Пока мы жили в аббатстве, руки его были вечно перепачканы книжной пылью, позолотой невысохших миниатюр, желтоватыми зельями из лечебницы Северина. Он как будто мыслил руками, что на мой взгляд пристало скорее механику (меня же учили, что всякий механик — moeclis, <распутник (греч.)> прелюбодей, изменяющий умственной жизни, с коей чистейшим сочетавался браком). Но руки его, когда он трогал что-то непрочное — свежайшие, еще сырые миниатюры или съеденные временем листы, ломкие, как опресноки, — двигались с необыкновенной ловкостью, и так же он трогает свои орудия. Ибо в дорожном мешке он хранил особые предметы, кои звал "чудными орудиями". Орудия, говорил он, родятся от искусства, которое обезьяна натуры и в новых формах воссоздает различные действия природы. Так он объяснил мне чудотворные свойства часов, астролябии и магнита. Однако сперва я боялся, что это нечисто, и прикидывался спящим в ясные ночи, когда он с помощью таинственного треугольника следил за звездами. Прежде я встречал францисканцев в Италии и в моей земле, и это были простые, часто неграмотные люди. Я сказал Вильгельму, что восхищен его образованностью. Он со смехом ответил: "У нас на островах францисканцы из особого теста. Рогир Бэкон, наш чтимый наставник, учил, что в некий день промысел Господен обратится к механизмам, они же суть орудия природной священной магии. Тогда из природных средств создадутся орудия судоходства такие, коих силою корабль пойдет под водительством одного лишь человека, притом пуще нежели ходят под парусом или на веслах. Явятся и повозки "без тварей борзо влекомы нутряным напором такожде махины на воздусех плывущи ими же муж воссед правит дабы крыла рукотворны били бы воздух по образу летучих птах". И малейшие орудия, способные подъять несметный груз, и колесницы, странствующие по дну морскому".

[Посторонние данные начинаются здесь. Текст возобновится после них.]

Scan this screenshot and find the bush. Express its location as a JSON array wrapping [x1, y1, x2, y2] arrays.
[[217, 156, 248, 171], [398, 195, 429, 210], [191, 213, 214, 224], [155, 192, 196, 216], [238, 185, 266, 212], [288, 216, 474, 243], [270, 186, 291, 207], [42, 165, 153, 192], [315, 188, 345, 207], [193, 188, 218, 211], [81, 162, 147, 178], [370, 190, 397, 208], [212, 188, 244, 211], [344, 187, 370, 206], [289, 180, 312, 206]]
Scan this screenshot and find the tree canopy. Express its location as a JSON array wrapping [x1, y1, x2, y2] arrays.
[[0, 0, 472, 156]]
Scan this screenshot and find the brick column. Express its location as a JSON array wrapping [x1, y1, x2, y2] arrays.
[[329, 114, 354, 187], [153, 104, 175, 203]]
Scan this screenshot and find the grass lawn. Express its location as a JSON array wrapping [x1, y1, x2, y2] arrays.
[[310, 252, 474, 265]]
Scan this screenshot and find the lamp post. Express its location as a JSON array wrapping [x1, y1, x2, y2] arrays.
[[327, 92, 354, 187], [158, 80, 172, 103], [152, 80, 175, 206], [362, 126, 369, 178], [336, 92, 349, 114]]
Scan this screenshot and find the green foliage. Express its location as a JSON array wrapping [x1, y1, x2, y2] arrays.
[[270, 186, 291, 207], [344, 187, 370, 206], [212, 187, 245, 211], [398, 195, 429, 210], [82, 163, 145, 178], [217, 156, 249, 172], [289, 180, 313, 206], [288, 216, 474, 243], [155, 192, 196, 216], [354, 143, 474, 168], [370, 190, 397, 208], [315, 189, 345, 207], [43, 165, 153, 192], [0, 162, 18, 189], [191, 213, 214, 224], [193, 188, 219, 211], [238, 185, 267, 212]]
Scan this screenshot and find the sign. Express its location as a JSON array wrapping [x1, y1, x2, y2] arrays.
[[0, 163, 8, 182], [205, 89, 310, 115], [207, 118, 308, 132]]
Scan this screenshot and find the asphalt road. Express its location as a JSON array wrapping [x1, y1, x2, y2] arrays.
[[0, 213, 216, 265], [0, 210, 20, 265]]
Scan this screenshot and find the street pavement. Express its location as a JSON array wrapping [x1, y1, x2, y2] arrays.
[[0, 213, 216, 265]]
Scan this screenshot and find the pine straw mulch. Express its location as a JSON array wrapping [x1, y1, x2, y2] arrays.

Я спросил, где же эти орудия, на что он ответил: "В древности они были сделаны, а иные и в наше время, за вычетом воздухоплавательной махины, каковую ни я не видал, ни кто-либо из людей мне встречавшихся. Но знаю ученого мужа, об оной махине помышляющего. Можно выстроить и мост через всю реку без свай и иных опор, и прочие неслыханные сооружения. Ты не тревожься, что доселе их нет. Это не значит, что их и не будет. Я скажу тебе: Господу угодно, чтобы были они, и истинно уже существуют они в Его помысле, хотя мой друг Оккам и отрицает вероятность подобного существования идей. Но отрицает не оттого, что отгадывать помыслы Божий предосудительно, а напротив, оттого, что число отгадок неограниченно". Это было не первое противоречивое высказывание Вильгельма. Даже и ныне я, постарев и умудрившись, все-таки не могу понять, почему он, столь ценя суждения своего друга Оккама, одновременно преклонялся и перед доктринами Бэкона. Хотя следует признать, что в ту неспокойную пору умному человеку приходилось думать, бывало, взаимоисключающие вещи.
Вот, рассказал я о брате Вильгельме — видимо, бестолково. Хотелось в начале повести собрать обрывки разрозненных наблюдений, сделанных по дороге в аббатство. Кто был Вильгельм и чем интересовался, ты, о добрый читатель, лучше выведешь сам из его действий в те дни в монастыре. Не сулил и не сулю тебе исчерпывающей картины. Могу дать лишь перечень фактов, но предивных и престрашных, это несомненно.